What are some risk factors for developing SLE?
As with most autoimmune diseases, SLE probably occurs from a genetic predisposition (two-third of risk) with environmental influences (one-third of risk).
- a) Environmental: tobacco, viral infection (Epstein–Barr virus [EBV], cytomegalovirus [CMV], and others), silica exposure, ultraviolet (UV) light, pesticides, gut microbiome, and demethylating drugs.
- b) Genetic: Risk of SLE increases with affected family members, notably first-degree relatives and identical twins. SLE is likely polygenetic which helps explain its varied disease manifestations.

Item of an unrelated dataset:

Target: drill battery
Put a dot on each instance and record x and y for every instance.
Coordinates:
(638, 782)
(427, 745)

- • Family aggregation studies show an increased risk when family members have the disease:
- – Monozygotic twin concordance for SLE: 24% to 35%
- – Dizygotic twin concordance for SLE: 2% to 5%
- – First-degree relatives with family history of SLE have a 16-fold increased risk of developing SLE (4%–8%) and a 5-fold increased risk of developing any other autoimmune disease.
- • Histocompatibility complex (HLA) DR2 ( DRB1∗1501 ) and DR3 ( DRB1:0301 ) increase the relative risk of SLE two to three fold. The presence of these genes may allow more efficient presentation of self-antigens to self-reactive T and B cells.

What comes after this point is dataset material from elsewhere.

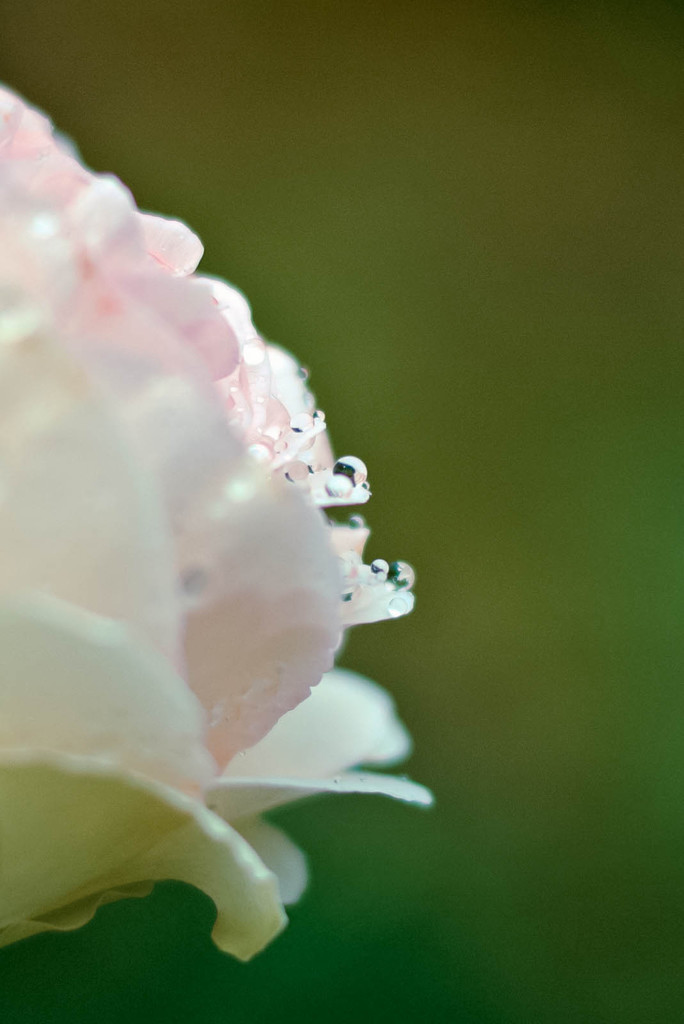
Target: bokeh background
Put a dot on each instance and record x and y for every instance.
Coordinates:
(466, 217)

- • Complement component deficiencies (C1q, C2, and C4) increase the risk of SLE 5–10-fold presumably due to defective clearance of apoptotic debris and production of interferon (IFN) alpha.
- • There are a large number of other genetic risk loci (>90) identified in genome-wide association studies that each confer modest risk (odds ratio <2x) for SLE. The non-major histocompatibility complex genes are more likely to be regulatory than effector genes. These include genes involved in aberrant clearance of nuclear material (e.g., CRP, Fc γ receptors IIa and IIIa ITGAM), excessive innate immune activation (e.g., Type I IFNs, IRF5, IRF7, TNFAIP3, TREX1), and abnormal T and B cell activation/signaling (e.g., STAT4, PTPN22, PCDCD1, BLK, BANK1).
- • It is estimated that it takes 10 to 20 genetic risk alleles to predispose a patient to develop SLE. The more risk alleles a person has, the earlier the onset and more severe the disease will be. Epigenetic effects on the different risk alleles likely account for different disease manifestations and severity.
- • Family aggregation studies show an increased risk when family members have the disease:
- c) Gender/hormonal:
- • SLE is approximately 10 to 15 times more common in women of childbearing age as than in men. Some predisposing genes are located on the X chromosome (IRAK1, MECP2, and TLR7).
- • Interestingly, men with Klinefelter’s syndrome (47 XXY) have a 14-fold risk of SLE.
- • SLE is rare in Turner’s syndrome (XO).
- • Androgenic medication such as dehydroepiandrosterone (DHEA) has been used to treat SLE.